It’s very rare that I take a week off from mountain biking. This only usually happens if I’m away on holiday and in the past I’ve often taken a bike away with me. My most read blog post is an account of a ride in 2019 when I rode the red graded trail at Dalby Forest in North Yorkshire.
In the last week, however, I haven’t ridden at all, mainly due to the rain which has made the prospect of a ride somewhat unappealing. In addition I’ve busied myself building my new boat, which you can also read about in several posts. We are also ensuring that our garden is on top form for the coming season. The weather cleared up yesterday, which was beautiful, but I cleaned the pump in one of our 2 garden pond and then found that it had started to leak water. Water and electricity, being unhappy bedfellows, meant that I had to address this issue rather than indulge myself with a bike ride. Today was not sunny but at least it was dry. The sun and breeze have already started to dry the trails after the recent deluge so today I found only the occasional puddle on the well drained trails of our local hill, Healey Nab.

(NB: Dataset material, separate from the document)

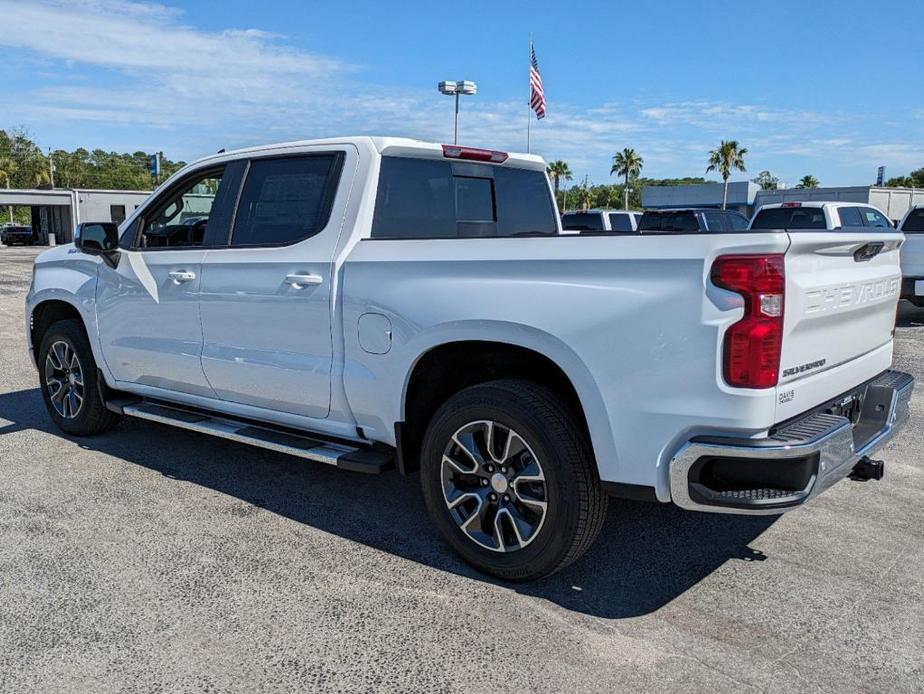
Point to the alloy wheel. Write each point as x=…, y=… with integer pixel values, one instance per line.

April is often the driest month of the year here in North West England so the recent conditions have been something of a surprise. The spring has also seemed unusually cold so it’s a guarantee that we’ll be told that a cold, wet April is “absolute proof of climate change”. No wonder I’m so sceptical. Cold is not warm. So can I prove that the spring has been colder? Yes I can. I can see from my Flower of the Week posts from last year that the garden is at least 2 weeks behind. I must write a post one day detailing, with evidence and reasoned argument, the true cause of the warming, which has only occurred since the late 1950s.

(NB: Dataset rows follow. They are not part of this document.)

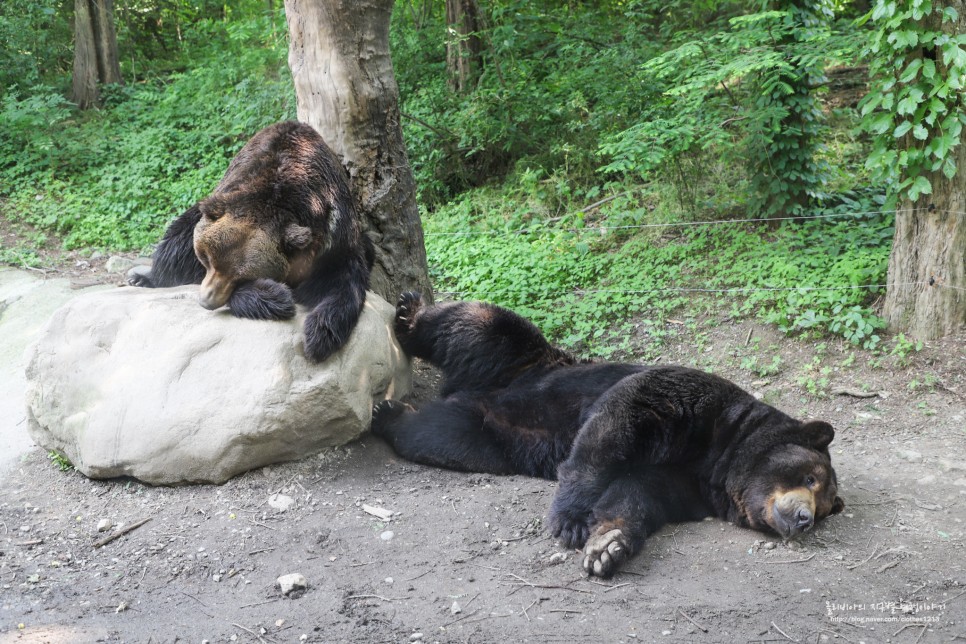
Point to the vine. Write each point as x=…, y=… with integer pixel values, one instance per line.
x=916, y=108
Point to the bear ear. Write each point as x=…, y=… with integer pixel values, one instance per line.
x=213, y=207
x=837, y=505
x=297, y=237
x=818, y=433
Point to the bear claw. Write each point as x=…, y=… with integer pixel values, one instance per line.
x=406, y=308
x=384, y=412
x=605, y=552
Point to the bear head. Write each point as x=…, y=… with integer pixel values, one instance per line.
x=238, y=241
x=790, y=484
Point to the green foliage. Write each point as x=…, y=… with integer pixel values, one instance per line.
x=743, y=95
x=114, y=178
x=917, y=106
x=583, y=285
x=60, y=461
x=36, y=41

After 7 days I wasn’t suffering from any fatigue from recent rides, so set off quickly. On the climb to the hilltop trails I did feel the effort so backed off a little. From the trail head I rode the top loop before using the red graded descent. It was on fine form until the lower section where the tree cover had prevented drying. Although I’ve ridden this descent around 500 times since I acquired the app. Strava in late 2018 it’s never the same twice. Today there was some dampness and accumulations of fine, loose gravel on several corners, reducing grip and keeping me guessing about the speed I could retain. A sign that you’re on the limit of grip is often betrayed by the sound of the tyres on the ground. The gravel crackles if you’re pushing the limit and I heard it a few times today.

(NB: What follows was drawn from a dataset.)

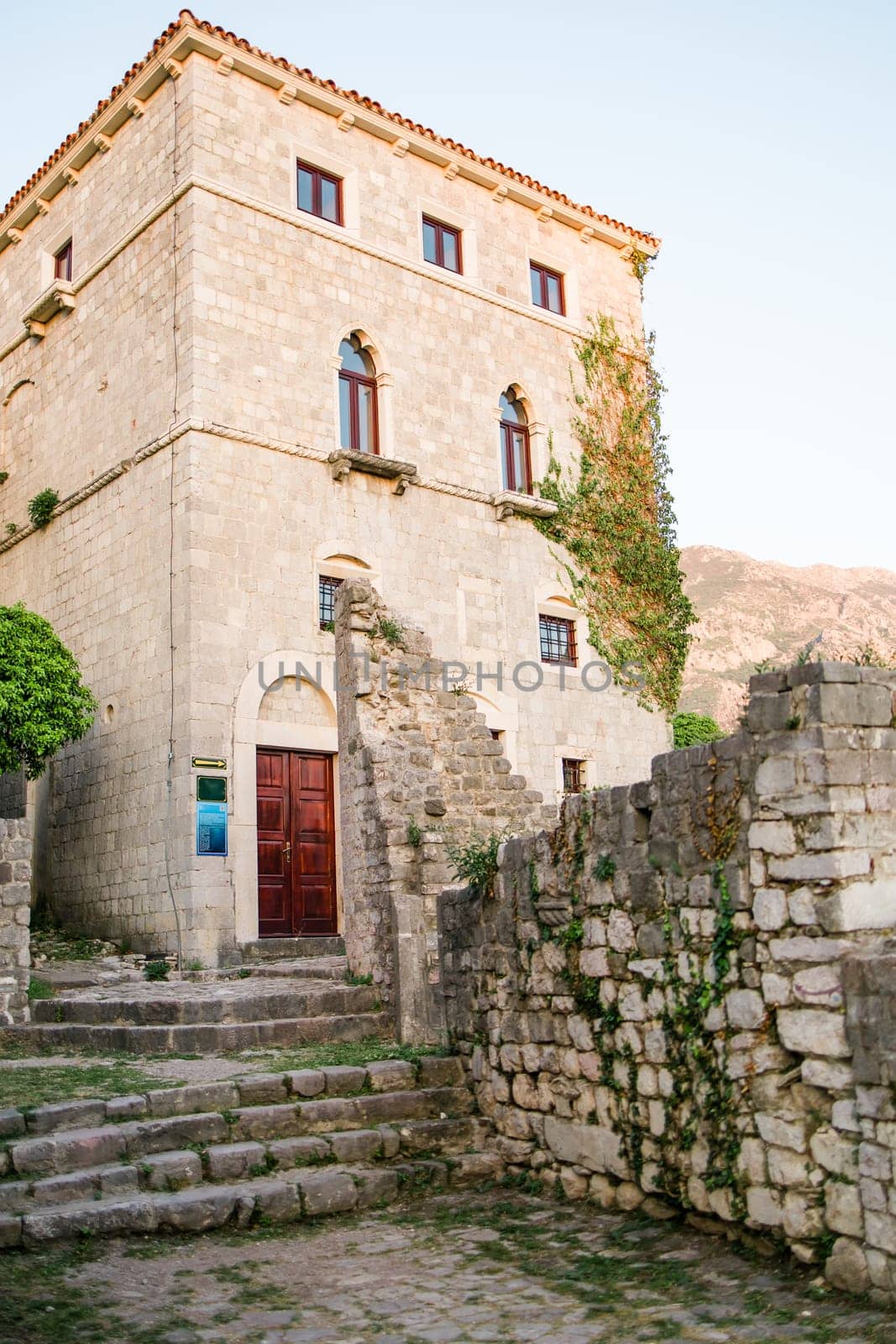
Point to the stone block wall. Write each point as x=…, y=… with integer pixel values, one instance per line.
x=418, y=772
x=681, y=996
x=15, y=920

On lap 2 I saw a rider fixing a puncture a short way down the descent. He was still there on my third and final lap and asked me if I had a good pump. I confessed that I didn’t, it probably needs replacing but was certainly better than his own pump so we got the tyre inflated. It turned out that he and his son were riding E bikes, though he confessed to also owning a traditional mountain bike, an electric trials bike and an enduro motorcycle. He said that since he’d had the E bike he often chose it over the enduro bike, which is interesting. E bikes certainly have their place but for me I prefer the better training value of a pedal only bike.
I had a good ride, finishing with a long, rather muddy descent from the trails. Strava reveals to me that my average speed was rather quick compared to similar previous rides. I hope that this is an indication that I’ve had a better winter’s training than in that previous couple of years.